Cette provision s'élevait en loi de finances initiale à 630 millions d'euros. À cette ressource s'ajoutent 47,3 millions d'euros de recettes non fiscales, principalement par fonds de concours, qui correspondent aux remboursements d'organismes internationaux, ainsi que 2,6 millions d'euros en provenance du programme 205 « Sécurité et affaires maritimes, pêche et aquaculture » de la mission « Écologie, développement et aménagement durables », au titre de la protection des navires de pêche dans le cadre de la lutte contre la piraterie dans l'océan Indien.

Le total des ressources pour le financement des OPEX s'est donc établi à 680 millions d'euros.

A. UN DÉPASSEMENT DE LA PROVISION CAUSÉ PAR LE DÉCLENCHEMENT DE L'OPÉRATION SERVAL AU MALI

Le montant des surcoûts OPEX pour 2013 s'est élevé à 1,250 milliard d'euros, y compris les coûts de l'opération Serval au Mali déclenchée en janvier 2013 et de l'opération Sangaris en Centrafrique, engagée en décembre 2013. Il est comparable à celui de 2011 (1,246 milliard d'euros) qui intégrait le surcoût de l'opération Harmattan en Libye.

En revanche, hors Serval et Sangaris, dont les dépenses représentent respectivement 650 millions d'euros et 27 millions d'euros, soit plus de la moitié du montant global, les surcoûts des autres OPEX (573 millions d'euros) sont en diminution par rapport à ceux constatés les années antérieures sur un périmètre équivalent (entre 850 et 900 millions d'euros depuis 2009) et sont même pour la première fois légèrement inférieurs à la provision ouverte en loi de finances initiale pour 2013.

Il n'y a donc pas à proprement parler de « dérapage » des surcoûts OPEX en 2013, lesquels reflètent deux décisions majeures du Président de la République prises en 2012 et 2013 : le désengagement anticipé d'Afghanistan et le déclenchement d'une opération aéroterrestre de grande envergure (Serval).

L'appréciation portée par vos rapporteurs spéciaux dans leur rapport sur le projet de loi de finances initiale pour 2013 est ainsi confirmée : « Le montant des OPEX inscrit dans le projet de loi de finances pour 2013 (soit 630 millions d'euros), inchangé depuis 2011, pourrait [...] conduire à une meilleure budgétisation du coût total au stade de la loi de finances initialeCette prévision dépend toutefois naturellement de la conjoncture internationale, qui pourrait conduire notre pays à s'engager dans de nouvelles OPEX, comme au Mali. »

Pour autant, vos rapporteurs spéciaux réaffirment la nécessité d'apprécier de manière la plus réaliste possible la dotation OPEX, qui a systématiquement été dépassée ces dernières années.

Le montant prévu dans la dernière LPM et en loi de finances initiale pour 2014, soit 450 millions d'euros, s'inscrit à un niveau très inférieur à la fois à la prévision et à l'exécution 2013.

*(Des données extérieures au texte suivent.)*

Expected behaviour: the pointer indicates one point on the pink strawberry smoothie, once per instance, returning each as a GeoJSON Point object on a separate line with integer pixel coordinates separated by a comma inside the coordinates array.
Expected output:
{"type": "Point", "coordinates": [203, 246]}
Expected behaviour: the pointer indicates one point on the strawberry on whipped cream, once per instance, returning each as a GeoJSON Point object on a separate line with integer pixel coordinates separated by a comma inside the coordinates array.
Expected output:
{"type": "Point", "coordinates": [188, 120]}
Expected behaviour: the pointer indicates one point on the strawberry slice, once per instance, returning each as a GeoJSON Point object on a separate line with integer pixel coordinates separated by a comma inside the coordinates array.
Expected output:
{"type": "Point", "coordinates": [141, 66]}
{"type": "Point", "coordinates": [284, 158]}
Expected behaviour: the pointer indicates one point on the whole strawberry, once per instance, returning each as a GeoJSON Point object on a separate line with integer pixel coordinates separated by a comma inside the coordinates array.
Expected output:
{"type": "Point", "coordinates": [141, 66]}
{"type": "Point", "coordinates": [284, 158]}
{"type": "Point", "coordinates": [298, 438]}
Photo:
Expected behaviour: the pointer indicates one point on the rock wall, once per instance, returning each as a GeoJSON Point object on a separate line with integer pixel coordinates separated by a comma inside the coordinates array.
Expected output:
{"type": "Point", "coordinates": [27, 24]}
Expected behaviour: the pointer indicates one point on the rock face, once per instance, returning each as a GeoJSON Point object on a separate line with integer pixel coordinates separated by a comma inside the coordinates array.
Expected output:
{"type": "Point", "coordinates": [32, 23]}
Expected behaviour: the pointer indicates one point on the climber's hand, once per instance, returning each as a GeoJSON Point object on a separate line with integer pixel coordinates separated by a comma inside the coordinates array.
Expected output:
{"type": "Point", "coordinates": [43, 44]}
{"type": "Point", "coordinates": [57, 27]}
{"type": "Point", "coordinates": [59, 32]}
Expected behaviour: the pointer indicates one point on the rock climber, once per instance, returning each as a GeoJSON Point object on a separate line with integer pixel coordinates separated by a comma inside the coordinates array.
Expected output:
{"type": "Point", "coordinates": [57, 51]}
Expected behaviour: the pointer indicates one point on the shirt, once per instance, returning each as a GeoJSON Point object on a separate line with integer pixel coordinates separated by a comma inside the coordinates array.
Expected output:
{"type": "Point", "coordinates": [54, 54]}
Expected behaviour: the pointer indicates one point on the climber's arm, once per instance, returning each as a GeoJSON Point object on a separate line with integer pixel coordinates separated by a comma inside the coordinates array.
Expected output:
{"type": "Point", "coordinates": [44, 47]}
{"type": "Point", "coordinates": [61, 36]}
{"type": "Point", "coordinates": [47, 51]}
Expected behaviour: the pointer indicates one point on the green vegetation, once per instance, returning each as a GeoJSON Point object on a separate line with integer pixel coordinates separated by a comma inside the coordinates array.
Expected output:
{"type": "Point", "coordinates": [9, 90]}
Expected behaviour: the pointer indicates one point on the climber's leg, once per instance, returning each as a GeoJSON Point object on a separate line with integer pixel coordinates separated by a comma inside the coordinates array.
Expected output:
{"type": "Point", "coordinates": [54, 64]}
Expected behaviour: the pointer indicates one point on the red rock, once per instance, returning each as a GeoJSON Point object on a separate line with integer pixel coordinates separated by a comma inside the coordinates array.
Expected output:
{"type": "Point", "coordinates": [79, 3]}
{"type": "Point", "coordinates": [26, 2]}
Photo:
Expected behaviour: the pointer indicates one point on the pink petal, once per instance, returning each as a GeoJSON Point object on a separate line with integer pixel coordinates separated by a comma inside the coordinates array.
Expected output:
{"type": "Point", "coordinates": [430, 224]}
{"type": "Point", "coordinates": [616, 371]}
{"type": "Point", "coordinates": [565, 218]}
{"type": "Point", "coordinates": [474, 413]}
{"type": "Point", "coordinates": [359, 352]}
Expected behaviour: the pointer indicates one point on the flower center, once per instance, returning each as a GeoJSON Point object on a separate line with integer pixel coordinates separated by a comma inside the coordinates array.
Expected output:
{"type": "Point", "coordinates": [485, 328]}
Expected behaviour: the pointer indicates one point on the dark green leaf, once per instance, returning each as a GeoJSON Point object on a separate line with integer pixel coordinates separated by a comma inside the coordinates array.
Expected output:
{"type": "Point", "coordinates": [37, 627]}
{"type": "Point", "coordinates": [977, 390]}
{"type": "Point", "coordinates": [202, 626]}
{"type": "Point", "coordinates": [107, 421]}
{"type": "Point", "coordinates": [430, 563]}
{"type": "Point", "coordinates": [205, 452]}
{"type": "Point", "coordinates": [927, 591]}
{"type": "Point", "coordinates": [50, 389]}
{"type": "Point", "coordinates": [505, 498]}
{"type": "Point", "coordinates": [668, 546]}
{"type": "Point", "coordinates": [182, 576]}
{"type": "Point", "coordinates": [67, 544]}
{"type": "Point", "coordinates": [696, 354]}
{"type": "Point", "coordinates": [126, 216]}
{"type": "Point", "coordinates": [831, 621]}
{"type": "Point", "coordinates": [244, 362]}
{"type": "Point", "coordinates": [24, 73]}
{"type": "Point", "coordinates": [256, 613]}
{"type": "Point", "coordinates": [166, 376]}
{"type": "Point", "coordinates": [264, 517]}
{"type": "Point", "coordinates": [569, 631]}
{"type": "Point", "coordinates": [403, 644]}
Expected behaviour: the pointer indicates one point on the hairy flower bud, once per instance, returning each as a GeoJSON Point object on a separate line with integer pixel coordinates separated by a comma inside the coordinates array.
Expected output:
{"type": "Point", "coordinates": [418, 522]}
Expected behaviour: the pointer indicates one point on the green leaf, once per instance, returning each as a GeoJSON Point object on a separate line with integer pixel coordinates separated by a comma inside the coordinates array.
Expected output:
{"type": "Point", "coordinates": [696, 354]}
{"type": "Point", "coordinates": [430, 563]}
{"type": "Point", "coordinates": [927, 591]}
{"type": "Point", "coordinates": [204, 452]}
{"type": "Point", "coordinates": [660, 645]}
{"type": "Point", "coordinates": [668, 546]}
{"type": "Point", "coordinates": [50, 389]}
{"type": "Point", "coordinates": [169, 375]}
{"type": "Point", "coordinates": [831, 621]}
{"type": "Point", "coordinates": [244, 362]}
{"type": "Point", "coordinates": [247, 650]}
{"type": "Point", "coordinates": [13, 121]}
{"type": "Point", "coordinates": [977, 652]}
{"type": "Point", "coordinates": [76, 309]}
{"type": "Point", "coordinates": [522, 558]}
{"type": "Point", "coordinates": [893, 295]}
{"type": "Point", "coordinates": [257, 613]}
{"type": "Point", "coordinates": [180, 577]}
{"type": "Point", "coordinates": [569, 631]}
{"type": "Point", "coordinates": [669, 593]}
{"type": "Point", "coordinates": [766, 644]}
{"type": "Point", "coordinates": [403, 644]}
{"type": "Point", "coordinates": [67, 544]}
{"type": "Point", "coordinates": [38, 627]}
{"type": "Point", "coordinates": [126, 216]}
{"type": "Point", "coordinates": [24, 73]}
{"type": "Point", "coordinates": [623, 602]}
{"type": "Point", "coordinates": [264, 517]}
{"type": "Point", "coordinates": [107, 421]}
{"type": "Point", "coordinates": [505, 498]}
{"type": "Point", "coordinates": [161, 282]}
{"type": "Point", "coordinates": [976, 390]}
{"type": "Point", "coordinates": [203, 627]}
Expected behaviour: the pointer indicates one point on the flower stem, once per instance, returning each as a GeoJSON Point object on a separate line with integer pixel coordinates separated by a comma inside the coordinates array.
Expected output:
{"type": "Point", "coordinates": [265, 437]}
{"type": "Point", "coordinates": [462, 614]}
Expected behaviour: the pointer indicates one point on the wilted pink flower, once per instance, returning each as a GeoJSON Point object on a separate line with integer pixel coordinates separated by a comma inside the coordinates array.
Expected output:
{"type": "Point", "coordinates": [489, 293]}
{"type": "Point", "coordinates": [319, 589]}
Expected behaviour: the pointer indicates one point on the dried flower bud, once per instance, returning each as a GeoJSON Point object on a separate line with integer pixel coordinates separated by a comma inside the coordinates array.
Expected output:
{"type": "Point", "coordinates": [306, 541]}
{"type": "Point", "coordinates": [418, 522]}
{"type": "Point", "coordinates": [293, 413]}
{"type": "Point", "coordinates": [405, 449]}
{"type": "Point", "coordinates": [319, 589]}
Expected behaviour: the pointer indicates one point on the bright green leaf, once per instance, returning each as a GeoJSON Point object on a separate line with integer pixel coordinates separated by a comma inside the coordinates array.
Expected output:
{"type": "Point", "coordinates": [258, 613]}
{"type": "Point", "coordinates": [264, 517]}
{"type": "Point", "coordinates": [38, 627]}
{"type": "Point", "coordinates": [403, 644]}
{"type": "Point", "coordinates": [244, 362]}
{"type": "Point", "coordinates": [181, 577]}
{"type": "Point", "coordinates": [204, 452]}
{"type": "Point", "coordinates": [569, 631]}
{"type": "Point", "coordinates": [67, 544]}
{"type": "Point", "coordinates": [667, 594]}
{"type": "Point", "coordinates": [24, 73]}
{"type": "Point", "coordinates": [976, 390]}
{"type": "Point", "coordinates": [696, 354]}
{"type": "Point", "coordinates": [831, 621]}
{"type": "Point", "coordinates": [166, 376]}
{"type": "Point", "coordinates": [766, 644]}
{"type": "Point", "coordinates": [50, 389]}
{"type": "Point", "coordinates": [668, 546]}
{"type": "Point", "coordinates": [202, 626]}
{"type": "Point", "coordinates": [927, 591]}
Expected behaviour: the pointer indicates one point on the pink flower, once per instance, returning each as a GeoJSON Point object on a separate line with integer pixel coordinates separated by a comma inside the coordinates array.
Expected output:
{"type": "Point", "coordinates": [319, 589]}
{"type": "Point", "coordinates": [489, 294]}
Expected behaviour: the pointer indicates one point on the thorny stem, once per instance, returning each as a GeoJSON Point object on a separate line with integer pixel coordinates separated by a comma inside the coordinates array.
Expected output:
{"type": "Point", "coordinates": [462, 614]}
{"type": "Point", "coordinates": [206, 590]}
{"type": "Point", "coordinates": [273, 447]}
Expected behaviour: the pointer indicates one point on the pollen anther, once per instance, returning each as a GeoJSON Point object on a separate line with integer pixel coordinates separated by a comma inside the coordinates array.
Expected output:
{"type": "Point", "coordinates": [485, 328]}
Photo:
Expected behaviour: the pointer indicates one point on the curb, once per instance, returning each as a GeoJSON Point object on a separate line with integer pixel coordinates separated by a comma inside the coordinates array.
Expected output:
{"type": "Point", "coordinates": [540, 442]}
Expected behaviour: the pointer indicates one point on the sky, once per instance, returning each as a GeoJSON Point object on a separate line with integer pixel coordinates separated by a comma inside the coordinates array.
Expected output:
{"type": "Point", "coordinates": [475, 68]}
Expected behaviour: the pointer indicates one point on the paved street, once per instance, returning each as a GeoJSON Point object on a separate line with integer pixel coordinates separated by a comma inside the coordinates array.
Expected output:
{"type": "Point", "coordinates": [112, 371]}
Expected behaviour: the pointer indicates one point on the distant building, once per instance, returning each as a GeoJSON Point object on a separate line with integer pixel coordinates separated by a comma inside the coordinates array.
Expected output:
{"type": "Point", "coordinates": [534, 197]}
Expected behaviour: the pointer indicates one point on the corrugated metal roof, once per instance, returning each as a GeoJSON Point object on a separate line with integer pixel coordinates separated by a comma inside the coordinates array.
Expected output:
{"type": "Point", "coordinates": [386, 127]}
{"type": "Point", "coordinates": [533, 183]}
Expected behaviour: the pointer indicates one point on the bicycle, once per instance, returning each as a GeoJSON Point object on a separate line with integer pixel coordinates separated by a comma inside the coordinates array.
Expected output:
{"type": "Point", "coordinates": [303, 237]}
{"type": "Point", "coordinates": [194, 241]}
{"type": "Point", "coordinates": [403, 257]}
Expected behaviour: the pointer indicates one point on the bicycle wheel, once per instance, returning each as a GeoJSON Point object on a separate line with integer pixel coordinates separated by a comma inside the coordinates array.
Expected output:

Selon les indications du ministère de la défense, la baisse de la provision devait en réalité correspondre à une amélioration de la couverture du surcoût. En effet, l'achèvement du retrait d'Afghanistan, la réduction des effectifs déployés au Mali dans le cadre de l'opération Serval et les économies réalisées grâce à l'adaptation du dispositif prépositionné étaient censés permettent d'anticiper une réduction importante des dépenses liées aux OPEX, hors nouveau théâtre d'opération.

Or un nouveau théâtre a été ouvert en Centrafrique et la réduction des effectifs au Mali, pour être réelle, marque le pas compte tenu du regain d'activité des groupes terroristes dans le nord du pays. Il est donc plus que probable que la provision prévue pour l'exercice 2014 se révèle très insuffisante.


* 54 PAP 2014 de la mission « Défense ».